レビュー
ビッグマイナーチェンジが施されたLSの進化点をチェック

価格は1,351万円。レクサスのフラッグシップモデル「LS Fスポーツ」に試乗

トヨタが世界展開している高級車ブランド「LEXUS(レクサス)」のラインアップの中で、フラッグシップモデルとして位置付けられているのが「LS」だ。

レクサス「LS」のフロントエクステリアとリアエクステリア

レクサス「LS」のフロントエクステリアとリアエクステリア

2017年に登場した5代目の現行LSは、2020年11月にビッグマイナーチェンジが実施され、内外装に変更が施されたほか、乗り心地などが改善されている。今回、パワートレインに3.5L V型6気筒ハイブリッドを搭載しているスポーティーモデルの「LS500h Fスポーツ」(税込価格:1,351万円)に試乗し、ネックとなっていた乗り心地がどこまで改善されているのかなどを含め、LSの進化点をレビューしたい。

2017年のフルモデルチェンジ時の、「LS Fスポーツ」のフロントフェイス

2017年のフルモデルチェンジ時の、「LS Fスポーツ」のフロントフェイス

2020年のマイナーチェンジ後の、「LS Fスポーツ」のフロントフェイス。ヘッドライト周りのデザインが変更されている

2020年のマイナーチェンジ後の、「LS Fスポーツ」のフロントフェイス。ヘッドライト周りのデザインが変更されている

まず、外観はヘッドライト周りに変更を受けている。マイナーチェンジ前は、デイタイムランニングランプがヘッドライトと分かれたデザインが採用されていたのだが、マイナーチェンジ後には一体化されたデザインが採用されている。また、テールランプはメッキパーツが廃されたことで、ランプの厚みがより強調された。全体的に、よりシンプルで洗練されたデザインが採用されている印象を受ける。
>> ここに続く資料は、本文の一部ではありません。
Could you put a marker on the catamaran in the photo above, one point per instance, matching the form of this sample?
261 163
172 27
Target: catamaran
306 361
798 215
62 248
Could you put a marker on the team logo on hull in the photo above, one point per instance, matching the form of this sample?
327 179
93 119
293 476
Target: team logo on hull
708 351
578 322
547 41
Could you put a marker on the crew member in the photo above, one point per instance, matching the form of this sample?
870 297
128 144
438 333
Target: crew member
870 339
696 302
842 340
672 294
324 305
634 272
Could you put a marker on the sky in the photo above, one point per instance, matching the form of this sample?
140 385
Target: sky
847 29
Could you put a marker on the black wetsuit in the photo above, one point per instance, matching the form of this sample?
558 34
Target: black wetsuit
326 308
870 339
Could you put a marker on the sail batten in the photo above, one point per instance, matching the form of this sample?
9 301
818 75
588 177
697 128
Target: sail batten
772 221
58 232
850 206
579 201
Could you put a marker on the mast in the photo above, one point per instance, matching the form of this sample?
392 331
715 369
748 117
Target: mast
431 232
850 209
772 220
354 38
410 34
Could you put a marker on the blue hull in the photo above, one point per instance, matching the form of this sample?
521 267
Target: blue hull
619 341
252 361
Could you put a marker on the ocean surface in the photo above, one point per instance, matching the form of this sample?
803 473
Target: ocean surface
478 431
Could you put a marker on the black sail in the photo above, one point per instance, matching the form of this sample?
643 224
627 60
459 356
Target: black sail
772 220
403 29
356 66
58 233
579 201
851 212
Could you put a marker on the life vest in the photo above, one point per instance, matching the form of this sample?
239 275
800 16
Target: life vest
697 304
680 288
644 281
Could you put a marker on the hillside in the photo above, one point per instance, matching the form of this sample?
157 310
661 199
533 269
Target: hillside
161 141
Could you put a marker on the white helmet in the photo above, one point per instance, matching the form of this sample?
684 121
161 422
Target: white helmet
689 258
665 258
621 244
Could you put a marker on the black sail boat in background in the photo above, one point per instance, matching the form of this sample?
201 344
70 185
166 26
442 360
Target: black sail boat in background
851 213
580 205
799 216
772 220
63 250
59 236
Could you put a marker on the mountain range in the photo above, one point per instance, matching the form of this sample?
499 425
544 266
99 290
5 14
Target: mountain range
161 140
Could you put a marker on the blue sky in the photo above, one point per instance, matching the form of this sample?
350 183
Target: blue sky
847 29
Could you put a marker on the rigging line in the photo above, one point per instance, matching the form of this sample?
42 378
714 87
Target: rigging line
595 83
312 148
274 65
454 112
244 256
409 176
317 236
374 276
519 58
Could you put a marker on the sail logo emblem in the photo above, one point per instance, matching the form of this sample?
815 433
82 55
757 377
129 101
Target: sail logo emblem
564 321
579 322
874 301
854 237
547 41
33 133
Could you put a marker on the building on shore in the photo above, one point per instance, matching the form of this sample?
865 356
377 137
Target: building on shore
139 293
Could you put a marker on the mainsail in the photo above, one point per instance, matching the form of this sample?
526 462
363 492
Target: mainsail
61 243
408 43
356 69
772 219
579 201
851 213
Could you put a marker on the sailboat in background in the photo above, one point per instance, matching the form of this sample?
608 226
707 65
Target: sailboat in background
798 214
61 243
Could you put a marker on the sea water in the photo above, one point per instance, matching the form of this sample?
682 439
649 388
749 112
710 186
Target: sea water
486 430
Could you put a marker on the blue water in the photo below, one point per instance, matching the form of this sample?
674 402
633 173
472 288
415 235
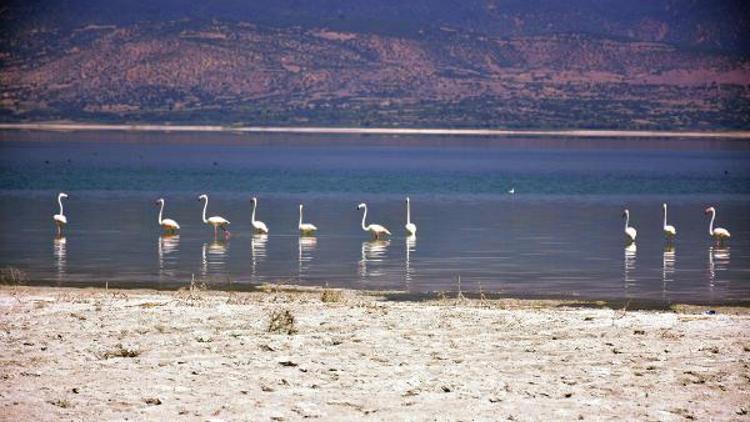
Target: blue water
560 235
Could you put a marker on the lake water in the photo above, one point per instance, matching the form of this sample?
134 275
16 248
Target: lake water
560 235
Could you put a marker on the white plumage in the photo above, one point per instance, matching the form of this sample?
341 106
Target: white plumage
410 227
376 230
215 221
718 233
259 226
630 232
669 230
166 223
60 219
305 228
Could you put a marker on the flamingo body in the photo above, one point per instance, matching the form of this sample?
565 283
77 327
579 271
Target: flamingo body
259 226
60 219
305 228
216 221
376 230
669 230
166 223
410 227
630 232
718 233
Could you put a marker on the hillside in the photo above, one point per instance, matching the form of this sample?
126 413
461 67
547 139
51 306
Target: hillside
299 71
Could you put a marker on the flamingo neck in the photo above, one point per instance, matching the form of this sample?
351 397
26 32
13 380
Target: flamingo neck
364 215
627 219
160 211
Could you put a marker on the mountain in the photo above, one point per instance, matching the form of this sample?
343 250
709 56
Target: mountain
657 64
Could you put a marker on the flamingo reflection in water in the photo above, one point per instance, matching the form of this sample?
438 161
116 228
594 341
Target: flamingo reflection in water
214 258
669 259
373 251
411 245
167 247
306 247
60 252
718 261
629 267
257 251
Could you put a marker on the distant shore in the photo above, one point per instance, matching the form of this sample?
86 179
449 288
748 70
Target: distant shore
289 354
576 133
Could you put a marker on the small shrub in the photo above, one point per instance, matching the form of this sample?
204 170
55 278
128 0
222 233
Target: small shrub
282 321
12 276
331 296
119 351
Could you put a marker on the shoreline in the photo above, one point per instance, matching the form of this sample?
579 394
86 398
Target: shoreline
142 354
573 133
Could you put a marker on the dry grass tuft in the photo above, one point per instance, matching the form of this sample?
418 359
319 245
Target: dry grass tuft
331 295
120 351
282 321
12 276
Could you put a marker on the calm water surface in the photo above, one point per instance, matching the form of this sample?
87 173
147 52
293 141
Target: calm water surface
560 235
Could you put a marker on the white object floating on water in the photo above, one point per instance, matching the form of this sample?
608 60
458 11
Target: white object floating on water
375 229
718 233
216 220
305 228
167 223
411 228
259 226
630 232
669 231
60 219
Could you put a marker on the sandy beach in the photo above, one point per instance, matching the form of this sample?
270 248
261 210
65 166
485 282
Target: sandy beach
575 133
124 354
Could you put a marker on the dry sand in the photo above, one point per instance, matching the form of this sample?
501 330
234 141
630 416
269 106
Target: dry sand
91 354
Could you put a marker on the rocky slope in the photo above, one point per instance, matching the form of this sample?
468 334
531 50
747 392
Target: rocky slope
240 72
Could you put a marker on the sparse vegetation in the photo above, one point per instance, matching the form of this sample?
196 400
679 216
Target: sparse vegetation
331 295
282 321
12 276
120 351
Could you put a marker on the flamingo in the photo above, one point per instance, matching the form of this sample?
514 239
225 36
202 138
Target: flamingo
60 219
375 229
718 233
630 232
669 230
169 225
259 226
215 221
305 228
411 228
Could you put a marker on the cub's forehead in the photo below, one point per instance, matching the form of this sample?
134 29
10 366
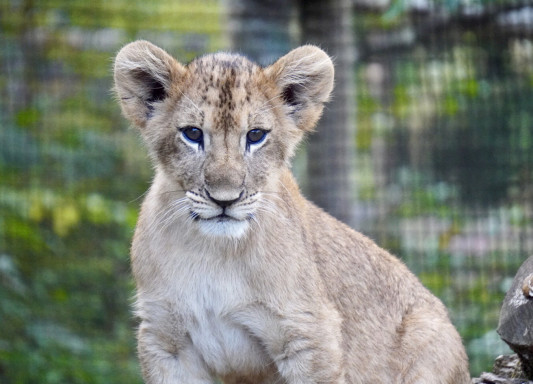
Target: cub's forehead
226 88
223 64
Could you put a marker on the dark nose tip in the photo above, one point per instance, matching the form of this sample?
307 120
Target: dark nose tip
223 203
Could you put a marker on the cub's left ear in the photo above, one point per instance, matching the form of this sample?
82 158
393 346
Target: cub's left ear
144 76
304 78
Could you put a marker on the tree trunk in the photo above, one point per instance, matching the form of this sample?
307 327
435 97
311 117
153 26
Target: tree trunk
328 24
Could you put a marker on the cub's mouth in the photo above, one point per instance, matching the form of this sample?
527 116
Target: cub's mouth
223 226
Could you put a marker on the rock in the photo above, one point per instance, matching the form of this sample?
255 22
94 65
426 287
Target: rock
516 316
506 370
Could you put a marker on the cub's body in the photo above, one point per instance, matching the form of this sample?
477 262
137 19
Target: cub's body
238 276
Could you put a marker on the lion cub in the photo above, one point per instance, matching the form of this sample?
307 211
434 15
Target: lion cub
238 276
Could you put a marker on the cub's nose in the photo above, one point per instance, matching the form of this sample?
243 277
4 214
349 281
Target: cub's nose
223 203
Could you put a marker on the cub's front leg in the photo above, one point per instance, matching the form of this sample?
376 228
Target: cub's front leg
167 356
304 344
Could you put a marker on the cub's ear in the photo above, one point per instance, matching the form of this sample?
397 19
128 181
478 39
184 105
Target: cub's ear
144 75
304 78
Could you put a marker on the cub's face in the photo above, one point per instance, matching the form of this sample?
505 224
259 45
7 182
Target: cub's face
221 129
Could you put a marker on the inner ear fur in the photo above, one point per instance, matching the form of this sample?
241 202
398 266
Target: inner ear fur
304 78
143 75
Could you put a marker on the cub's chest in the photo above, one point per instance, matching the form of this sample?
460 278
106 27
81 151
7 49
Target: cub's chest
214 296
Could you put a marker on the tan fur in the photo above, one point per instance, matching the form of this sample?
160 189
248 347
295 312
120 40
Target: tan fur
238 276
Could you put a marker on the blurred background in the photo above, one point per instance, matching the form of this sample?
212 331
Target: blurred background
427 147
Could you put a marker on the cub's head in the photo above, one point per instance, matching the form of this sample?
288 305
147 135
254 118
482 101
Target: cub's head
221 129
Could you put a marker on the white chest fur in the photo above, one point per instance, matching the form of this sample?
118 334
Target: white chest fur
209 290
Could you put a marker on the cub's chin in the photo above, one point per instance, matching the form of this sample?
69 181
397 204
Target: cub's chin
223 226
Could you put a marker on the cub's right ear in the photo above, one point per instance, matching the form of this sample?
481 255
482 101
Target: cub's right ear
144 75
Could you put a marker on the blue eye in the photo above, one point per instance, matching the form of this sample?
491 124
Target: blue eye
193 134
255 136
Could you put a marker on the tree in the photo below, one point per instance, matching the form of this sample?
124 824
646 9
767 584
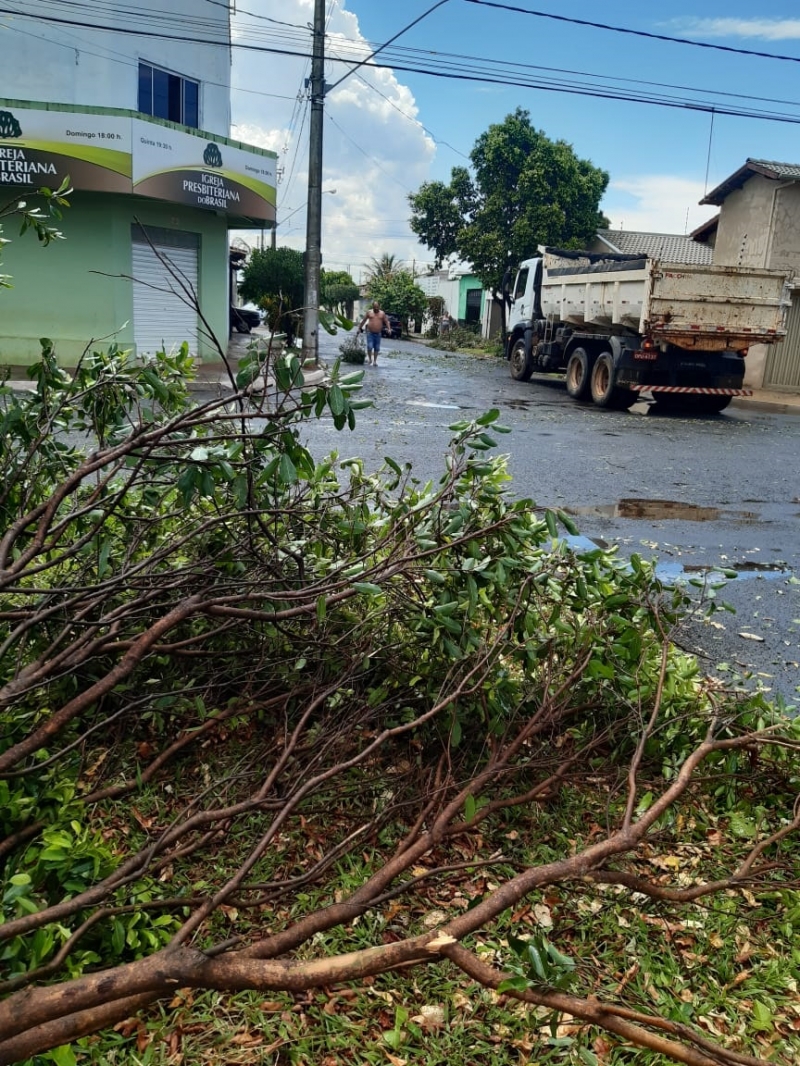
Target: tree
398 292
338 291
281 724
274 278
524 190
384 268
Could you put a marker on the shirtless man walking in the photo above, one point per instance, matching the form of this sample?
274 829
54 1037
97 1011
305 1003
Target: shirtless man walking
376 320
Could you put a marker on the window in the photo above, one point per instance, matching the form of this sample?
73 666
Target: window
522 280
165 95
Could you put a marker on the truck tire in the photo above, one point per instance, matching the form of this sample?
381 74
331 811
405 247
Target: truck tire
521 361
605 391
579 375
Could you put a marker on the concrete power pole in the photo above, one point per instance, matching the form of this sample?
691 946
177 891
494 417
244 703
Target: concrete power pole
314 216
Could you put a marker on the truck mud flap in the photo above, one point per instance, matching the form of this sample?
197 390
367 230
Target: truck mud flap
689 389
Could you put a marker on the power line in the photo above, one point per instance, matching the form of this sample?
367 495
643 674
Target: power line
635 33
522 82
372 54
371 159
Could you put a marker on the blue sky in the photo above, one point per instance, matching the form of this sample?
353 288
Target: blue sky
388 130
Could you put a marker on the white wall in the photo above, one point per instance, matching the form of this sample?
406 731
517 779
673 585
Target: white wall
62 63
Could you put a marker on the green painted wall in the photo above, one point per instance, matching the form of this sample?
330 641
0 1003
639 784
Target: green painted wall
79 290
465 285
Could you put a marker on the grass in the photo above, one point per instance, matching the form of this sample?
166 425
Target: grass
726 965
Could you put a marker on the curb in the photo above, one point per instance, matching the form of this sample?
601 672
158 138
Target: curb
769 406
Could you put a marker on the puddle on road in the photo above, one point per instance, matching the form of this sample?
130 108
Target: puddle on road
656 510
671 571
749 566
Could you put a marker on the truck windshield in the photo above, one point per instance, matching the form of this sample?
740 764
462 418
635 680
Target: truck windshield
522 281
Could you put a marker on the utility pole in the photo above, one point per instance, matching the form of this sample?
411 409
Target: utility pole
314 216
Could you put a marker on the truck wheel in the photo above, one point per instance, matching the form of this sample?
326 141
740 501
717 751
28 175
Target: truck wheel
605 391
579 375
522 364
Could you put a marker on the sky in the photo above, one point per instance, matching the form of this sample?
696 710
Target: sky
468 63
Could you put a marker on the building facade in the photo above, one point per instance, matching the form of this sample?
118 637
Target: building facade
133 110
758 225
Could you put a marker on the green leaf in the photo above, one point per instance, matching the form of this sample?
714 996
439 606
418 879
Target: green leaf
287 470
63 1055
762 1017
336 401
568 523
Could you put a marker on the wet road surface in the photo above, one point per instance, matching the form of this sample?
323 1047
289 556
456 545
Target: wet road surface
690 493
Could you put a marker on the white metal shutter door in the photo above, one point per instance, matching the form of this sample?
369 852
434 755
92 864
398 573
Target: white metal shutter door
161 318
783 361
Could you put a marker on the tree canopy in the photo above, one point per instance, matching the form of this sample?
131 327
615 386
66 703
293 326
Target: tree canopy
277 274
275 723
399 293
523 190
338 290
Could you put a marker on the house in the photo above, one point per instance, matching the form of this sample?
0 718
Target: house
758 225
134 112
667 246
462 292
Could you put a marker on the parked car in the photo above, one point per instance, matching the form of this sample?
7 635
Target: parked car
395 328
244 319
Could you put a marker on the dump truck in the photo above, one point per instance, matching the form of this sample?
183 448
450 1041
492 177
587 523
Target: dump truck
621 325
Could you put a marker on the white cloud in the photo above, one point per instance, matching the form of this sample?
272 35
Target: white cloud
766 29
655 204
376 151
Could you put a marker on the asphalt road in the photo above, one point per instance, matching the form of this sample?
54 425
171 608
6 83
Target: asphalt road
690 493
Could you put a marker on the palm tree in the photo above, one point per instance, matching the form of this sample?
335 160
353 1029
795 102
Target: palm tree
384 268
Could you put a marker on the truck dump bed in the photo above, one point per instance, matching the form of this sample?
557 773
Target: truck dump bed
709 308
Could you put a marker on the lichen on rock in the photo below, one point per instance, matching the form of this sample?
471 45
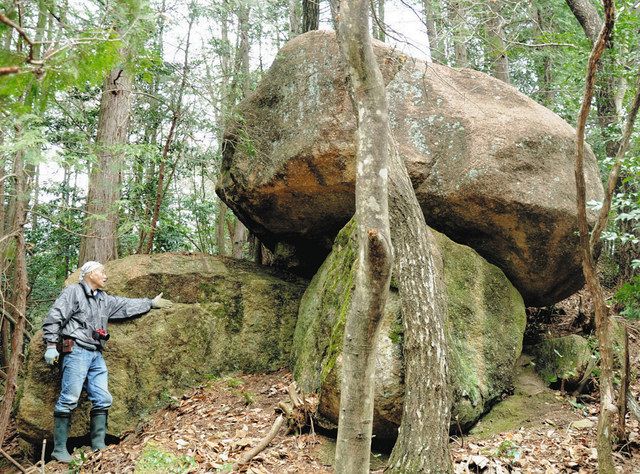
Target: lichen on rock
485 326
228 316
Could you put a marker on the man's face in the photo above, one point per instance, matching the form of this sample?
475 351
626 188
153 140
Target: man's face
96 279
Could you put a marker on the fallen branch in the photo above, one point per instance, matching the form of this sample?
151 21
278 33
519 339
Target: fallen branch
249 455
13 461
296 414
633 406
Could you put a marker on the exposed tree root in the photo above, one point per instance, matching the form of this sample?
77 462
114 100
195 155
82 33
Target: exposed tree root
298 414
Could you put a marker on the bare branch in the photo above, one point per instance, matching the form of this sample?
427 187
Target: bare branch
615 171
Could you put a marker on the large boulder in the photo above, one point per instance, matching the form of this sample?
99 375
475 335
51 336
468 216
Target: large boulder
492 169
563 360
485 326
228 316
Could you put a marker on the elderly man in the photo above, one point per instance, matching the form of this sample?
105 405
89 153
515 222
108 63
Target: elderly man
76 326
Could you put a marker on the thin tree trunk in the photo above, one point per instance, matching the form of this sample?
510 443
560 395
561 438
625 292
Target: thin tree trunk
374 244
423 440
547 94
294 18
19 300
100 241
603 323
624 386
310 15
460 34
3 201
220 227
377 9
429 21
591 22
497 46
239 238
36 196
240 233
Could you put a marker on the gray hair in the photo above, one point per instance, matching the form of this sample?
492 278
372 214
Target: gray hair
88 267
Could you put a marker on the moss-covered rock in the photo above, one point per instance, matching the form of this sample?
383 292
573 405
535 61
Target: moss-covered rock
565 359
485 326
228 316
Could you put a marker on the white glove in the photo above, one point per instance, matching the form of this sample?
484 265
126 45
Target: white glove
158 302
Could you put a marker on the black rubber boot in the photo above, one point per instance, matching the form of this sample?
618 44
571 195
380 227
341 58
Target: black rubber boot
98 429
62 421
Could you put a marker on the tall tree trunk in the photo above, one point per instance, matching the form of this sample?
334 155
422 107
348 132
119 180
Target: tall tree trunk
591 22
456 16
36 196
294 18
177 112
423 439
239 238
603 323
547 95
241 89
495 39
100 241
310 15
220 227
3 201
427 11
377 10
374 244
18 297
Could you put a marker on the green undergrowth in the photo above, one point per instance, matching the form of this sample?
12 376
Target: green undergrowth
155 459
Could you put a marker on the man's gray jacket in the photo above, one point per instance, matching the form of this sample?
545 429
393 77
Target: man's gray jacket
79 311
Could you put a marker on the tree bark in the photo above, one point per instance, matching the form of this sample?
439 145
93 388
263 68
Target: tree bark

レクサス「LS」のインパネと、新たにタッチパネルが採用されている「12.3インチタッチワイドディスプレイ」

レクサス「LS」のインパネと、新たにタッチパネルが採用されている「12.3インチタッチワイドディスプレイ」

内装は、インパネ中央のワイドディスプレイが変更されている。ディスプレイは、大きさこそ以前と同じ12.3インチのものだが、タッチディスプレイになったことから、操作性は以前に比べてなじみやすくなった。なお、タッチディスプレイを採用したことによって、モニター画面の位置も手前へと移されている。

レクサス「LS Fスポーツ」の走行イメージ

レクサス「LS Fスポーツ」の走行イメージ

LS Fスポーツに乗り込み、走り始めてすぐに気付いたのが、操舵した時の車両の反応のよさだった。これまでも、鈍さは感じなかったのだが、マイナーチェンジ後は操舵に対する車両の動きが、より正確に変わるようになっている。2,260kgもの車重をも、あまり意識させない。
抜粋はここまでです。